The lights are dimmed and candles throw flashes of light across the table, carefully set with my in-laws’ vintage floral china. One room over the woodstove blazes to keep the old farmhouse warm against the Vermont cold. I’ve folded and set eight hand-drawn placecards, one in front of each plate, an individual note of gratitude inside. My husband’s mother passed away a few years ago and I want to get this right. I want the food to be good and I want to bring everyone together in a meaningful way.
We say our secular blessing, two toddlers goofing up the unison in a pleasing way: Bless the food before us, the dogs beneath us. And there are five beneath us, with two cats marauding around the dining room for good measure. One of them has no teeth and opens his mouth in the way you’ve seen tigers do, the Flehmen response, a sort of mouth-breathing that allows cats to taste the air. The beagle-mix passes gas and the corgi steals the 3-year-old’s napkin.
This is not Donna Reed’s dining room table. For one, it’s an Irish Laying Out Table passed down to us through my husband’s mother’s family. In other words: Where our stuffing sits, a dead body used to lie for viewing, a perfumed corpse surrounded by flowers, orifices plugged, arms straightened. But that’s not the only unusual thing about our Thanksgiving table. On Turkey Day, there is no turkey.
And I feel guilty about it. I sense my husband and father-in-law scanning the table, wondering which dish I’ve smuggled gray, lifeless faux meat into. Sure, they accept the onslaught of lentils and tempeh on weekdays, but Thanksgiving is Thanksgiving. There are expectations. Traditions to honor.
Jonathan Safran Foer, in his book “Eating Animals,” talks about our arbitrary distinctions between pet and food, but also the concept of narrative and family food, of food as tradition.
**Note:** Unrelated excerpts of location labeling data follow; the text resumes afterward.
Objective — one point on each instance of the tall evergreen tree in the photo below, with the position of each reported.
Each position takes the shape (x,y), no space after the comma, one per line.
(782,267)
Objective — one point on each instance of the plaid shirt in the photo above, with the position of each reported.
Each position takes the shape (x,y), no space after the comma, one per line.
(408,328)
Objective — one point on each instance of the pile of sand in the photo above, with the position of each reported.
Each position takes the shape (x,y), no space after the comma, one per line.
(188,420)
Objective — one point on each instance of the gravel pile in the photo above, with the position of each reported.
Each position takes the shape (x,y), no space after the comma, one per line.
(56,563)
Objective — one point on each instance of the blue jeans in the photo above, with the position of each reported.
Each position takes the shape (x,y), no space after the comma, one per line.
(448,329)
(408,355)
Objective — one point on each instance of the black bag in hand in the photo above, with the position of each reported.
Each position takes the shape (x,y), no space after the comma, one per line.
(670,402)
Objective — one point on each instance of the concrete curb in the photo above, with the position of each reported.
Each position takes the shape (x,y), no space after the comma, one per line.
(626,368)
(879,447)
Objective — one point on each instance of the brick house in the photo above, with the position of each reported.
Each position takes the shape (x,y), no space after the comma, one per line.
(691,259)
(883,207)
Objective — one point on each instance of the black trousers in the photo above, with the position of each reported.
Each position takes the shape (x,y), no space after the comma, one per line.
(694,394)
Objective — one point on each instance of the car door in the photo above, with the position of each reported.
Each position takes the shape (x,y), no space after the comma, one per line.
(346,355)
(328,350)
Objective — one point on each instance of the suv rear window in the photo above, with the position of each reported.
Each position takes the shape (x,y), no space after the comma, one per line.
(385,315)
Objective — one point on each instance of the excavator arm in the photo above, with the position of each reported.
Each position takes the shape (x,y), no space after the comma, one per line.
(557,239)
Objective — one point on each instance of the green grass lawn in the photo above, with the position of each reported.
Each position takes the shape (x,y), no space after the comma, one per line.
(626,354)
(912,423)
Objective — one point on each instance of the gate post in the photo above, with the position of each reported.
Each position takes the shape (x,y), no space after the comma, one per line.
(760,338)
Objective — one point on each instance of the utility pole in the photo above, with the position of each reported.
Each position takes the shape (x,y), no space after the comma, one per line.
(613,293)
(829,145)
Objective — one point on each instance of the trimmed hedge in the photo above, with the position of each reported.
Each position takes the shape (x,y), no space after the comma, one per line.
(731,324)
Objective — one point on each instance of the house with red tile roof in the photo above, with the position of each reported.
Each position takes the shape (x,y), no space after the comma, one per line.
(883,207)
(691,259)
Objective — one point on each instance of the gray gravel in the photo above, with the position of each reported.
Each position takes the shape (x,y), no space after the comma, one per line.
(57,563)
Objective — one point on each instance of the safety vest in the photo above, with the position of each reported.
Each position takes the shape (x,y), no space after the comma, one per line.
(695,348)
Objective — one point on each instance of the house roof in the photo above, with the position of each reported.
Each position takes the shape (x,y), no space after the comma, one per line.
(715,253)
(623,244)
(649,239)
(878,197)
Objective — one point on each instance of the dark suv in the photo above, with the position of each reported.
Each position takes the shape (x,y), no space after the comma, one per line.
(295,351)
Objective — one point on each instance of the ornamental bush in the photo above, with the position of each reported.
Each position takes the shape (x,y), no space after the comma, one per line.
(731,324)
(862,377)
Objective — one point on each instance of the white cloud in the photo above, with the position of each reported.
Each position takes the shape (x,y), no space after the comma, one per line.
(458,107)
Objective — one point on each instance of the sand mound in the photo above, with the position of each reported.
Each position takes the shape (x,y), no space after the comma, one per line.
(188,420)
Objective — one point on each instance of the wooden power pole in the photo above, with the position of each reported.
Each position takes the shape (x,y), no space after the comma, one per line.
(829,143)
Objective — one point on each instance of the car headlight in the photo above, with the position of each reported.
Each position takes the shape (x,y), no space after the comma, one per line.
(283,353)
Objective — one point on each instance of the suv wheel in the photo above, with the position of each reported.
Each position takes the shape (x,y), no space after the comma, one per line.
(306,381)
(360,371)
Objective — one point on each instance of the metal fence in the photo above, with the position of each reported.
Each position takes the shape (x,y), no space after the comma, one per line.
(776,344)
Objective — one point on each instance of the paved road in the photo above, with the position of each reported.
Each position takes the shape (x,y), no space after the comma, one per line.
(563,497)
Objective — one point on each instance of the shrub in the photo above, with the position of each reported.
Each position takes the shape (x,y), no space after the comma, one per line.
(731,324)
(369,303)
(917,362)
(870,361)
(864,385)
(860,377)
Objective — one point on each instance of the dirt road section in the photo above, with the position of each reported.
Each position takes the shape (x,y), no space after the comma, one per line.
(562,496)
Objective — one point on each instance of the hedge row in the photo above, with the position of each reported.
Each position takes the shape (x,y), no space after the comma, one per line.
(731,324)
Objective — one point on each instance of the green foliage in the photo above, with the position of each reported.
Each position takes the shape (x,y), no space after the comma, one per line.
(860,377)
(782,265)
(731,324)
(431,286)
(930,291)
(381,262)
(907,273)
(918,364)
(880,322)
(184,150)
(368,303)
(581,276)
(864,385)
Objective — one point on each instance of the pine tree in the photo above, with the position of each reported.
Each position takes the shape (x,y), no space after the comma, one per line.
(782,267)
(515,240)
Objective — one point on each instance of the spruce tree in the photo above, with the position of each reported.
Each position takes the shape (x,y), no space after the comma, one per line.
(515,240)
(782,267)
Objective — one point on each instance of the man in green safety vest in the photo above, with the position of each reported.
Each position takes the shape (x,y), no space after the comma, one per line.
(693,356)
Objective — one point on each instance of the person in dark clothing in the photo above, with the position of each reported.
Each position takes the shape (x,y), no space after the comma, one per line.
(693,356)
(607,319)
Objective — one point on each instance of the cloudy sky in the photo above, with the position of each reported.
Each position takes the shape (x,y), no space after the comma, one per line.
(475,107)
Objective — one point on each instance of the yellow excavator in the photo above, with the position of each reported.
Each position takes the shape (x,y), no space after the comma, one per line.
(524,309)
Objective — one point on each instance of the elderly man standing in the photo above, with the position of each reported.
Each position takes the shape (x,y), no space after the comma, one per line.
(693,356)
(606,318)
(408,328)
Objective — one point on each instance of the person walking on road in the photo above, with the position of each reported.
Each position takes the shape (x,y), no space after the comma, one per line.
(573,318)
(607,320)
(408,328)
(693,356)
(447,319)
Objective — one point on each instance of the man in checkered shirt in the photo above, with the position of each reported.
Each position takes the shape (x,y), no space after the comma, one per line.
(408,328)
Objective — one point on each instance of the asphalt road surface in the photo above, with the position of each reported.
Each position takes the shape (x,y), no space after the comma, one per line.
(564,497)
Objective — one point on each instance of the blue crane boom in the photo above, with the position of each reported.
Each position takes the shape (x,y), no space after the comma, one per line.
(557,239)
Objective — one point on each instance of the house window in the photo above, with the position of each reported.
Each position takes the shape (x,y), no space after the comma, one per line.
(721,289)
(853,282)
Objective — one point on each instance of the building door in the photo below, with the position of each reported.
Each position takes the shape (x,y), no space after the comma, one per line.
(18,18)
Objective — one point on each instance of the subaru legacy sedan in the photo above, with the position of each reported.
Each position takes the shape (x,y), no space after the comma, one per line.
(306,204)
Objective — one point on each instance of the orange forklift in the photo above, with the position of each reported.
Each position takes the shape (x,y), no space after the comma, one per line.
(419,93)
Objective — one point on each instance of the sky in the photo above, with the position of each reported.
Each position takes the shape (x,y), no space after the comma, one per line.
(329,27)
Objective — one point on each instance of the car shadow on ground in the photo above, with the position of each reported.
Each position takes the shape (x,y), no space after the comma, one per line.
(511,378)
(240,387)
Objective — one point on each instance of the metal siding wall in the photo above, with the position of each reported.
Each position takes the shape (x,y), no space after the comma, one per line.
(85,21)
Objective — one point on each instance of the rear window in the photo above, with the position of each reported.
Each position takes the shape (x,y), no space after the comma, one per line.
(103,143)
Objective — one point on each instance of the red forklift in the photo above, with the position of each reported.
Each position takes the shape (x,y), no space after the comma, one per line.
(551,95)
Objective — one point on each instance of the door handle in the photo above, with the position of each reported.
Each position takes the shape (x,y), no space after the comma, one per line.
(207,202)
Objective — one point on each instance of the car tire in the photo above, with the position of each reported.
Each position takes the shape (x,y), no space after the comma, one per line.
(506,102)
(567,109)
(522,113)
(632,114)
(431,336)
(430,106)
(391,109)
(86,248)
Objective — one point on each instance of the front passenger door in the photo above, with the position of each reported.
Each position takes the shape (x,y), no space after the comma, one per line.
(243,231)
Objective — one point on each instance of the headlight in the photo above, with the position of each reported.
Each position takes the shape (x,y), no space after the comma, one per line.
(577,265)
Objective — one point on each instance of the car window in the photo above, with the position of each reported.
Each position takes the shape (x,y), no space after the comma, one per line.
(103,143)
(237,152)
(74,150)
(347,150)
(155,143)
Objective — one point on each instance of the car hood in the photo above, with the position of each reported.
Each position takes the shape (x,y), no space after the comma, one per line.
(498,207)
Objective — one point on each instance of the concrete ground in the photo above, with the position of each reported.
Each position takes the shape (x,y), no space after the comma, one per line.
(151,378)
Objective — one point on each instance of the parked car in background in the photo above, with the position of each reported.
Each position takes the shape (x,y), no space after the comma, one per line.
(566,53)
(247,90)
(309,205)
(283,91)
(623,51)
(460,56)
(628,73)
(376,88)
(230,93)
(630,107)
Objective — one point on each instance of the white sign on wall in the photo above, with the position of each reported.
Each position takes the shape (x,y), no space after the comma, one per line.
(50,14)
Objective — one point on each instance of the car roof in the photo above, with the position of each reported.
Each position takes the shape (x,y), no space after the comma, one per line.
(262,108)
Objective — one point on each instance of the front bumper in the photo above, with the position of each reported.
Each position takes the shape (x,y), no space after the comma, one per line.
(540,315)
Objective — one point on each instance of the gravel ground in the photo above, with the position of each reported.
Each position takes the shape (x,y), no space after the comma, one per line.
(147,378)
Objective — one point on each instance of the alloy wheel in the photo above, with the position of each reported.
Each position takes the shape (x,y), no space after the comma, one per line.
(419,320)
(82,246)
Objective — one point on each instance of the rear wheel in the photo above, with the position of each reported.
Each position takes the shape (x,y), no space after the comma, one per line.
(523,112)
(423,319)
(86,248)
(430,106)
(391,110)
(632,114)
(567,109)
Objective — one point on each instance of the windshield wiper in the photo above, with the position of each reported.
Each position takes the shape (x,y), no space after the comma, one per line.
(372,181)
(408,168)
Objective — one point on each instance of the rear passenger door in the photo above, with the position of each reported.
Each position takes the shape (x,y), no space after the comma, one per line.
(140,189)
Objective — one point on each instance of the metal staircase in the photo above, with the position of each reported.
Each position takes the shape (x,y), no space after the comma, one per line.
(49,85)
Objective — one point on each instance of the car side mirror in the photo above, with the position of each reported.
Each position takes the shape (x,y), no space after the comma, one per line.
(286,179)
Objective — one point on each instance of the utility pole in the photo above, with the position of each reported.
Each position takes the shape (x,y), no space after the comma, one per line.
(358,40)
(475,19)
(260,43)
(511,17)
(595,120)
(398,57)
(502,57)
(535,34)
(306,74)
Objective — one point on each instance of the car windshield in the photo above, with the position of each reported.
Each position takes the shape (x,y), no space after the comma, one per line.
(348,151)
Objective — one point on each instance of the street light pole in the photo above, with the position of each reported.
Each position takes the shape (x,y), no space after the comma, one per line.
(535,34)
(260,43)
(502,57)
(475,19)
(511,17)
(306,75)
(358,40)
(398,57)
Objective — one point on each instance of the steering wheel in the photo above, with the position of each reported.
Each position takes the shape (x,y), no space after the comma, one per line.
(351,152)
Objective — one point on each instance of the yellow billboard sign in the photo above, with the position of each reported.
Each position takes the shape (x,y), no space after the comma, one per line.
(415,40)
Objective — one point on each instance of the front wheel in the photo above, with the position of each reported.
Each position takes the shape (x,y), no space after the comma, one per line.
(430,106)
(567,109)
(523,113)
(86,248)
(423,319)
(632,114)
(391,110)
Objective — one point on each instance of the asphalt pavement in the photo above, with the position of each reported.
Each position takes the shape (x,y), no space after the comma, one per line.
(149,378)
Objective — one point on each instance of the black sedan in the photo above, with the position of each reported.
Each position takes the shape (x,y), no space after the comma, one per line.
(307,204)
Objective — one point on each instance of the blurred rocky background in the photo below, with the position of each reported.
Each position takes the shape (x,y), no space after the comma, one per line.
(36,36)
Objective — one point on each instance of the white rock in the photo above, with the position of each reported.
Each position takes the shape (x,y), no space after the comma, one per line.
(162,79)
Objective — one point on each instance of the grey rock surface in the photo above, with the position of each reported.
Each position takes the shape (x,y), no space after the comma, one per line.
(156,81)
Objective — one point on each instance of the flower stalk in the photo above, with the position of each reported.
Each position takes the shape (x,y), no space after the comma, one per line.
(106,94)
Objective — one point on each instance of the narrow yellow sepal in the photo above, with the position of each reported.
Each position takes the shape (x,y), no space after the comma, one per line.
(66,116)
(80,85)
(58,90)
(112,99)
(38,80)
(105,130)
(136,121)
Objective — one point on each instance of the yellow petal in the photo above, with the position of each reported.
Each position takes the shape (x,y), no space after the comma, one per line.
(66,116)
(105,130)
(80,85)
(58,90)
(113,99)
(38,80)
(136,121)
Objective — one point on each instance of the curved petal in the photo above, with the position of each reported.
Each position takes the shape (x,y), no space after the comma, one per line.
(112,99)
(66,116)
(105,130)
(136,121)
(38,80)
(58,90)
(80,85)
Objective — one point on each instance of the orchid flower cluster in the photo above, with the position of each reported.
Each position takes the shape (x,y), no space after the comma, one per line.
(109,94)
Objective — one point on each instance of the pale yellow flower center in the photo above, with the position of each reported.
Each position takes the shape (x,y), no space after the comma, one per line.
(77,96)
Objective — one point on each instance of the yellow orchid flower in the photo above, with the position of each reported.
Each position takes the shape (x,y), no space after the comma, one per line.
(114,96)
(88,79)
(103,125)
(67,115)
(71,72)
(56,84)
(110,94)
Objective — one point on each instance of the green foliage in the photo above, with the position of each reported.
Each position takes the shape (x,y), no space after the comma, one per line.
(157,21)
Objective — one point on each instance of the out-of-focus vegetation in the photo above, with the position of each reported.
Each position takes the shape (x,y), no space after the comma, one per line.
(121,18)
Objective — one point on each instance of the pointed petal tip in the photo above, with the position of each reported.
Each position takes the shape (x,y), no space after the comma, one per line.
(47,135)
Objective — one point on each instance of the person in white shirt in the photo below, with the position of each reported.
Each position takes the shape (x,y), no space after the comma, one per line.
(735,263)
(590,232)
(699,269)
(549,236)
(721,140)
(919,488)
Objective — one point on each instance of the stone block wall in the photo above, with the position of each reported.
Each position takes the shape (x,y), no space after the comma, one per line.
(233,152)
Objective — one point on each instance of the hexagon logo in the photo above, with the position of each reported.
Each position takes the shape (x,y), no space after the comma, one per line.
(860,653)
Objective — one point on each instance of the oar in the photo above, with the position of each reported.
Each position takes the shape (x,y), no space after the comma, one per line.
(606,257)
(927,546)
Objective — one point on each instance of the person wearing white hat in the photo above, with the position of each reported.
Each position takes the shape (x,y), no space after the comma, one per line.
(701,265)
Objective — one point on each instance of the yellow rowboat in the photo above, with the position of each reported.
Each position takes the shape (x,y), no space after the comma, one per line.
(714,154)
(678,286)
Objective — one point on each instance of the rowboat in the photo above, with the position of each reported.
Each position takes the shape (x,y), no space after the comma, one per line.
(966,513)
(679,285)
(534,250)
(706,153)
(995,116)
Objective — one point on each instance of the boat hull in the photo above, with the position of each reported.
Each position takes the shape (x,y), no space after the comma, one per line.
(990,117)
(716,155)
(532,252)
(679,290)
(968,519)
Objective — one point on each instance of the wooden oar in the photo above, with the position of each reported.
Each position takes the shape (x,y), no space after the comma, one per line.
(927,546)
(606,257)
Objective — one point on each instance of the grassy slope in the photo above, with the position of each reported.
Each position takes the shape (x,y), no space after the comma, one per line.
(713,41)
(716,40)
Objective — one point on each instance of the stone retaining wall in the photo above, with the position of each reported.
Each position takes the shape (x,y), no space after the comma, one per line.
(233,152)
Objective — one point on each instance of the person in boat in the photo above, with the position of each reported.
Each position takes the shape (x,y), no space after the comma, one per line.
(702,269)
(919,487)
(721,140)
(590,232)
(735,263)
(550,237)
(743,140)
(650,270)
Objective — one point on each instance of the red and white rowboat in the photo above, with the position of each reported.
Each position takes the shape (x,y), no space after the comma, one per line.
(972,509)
He recalls his thrifty, Holocaust-surviving grandmother’s singular dish of chicken and carrots, the way he and his brothers thought she was the “Greatest Chef Who Ever Lived.” “Her food was delicious because we believed it was delicious,” he writes. “We believed in our grandmother’s cooking more fervently than we believed in God.” What did it mean to opt out of eating that dish?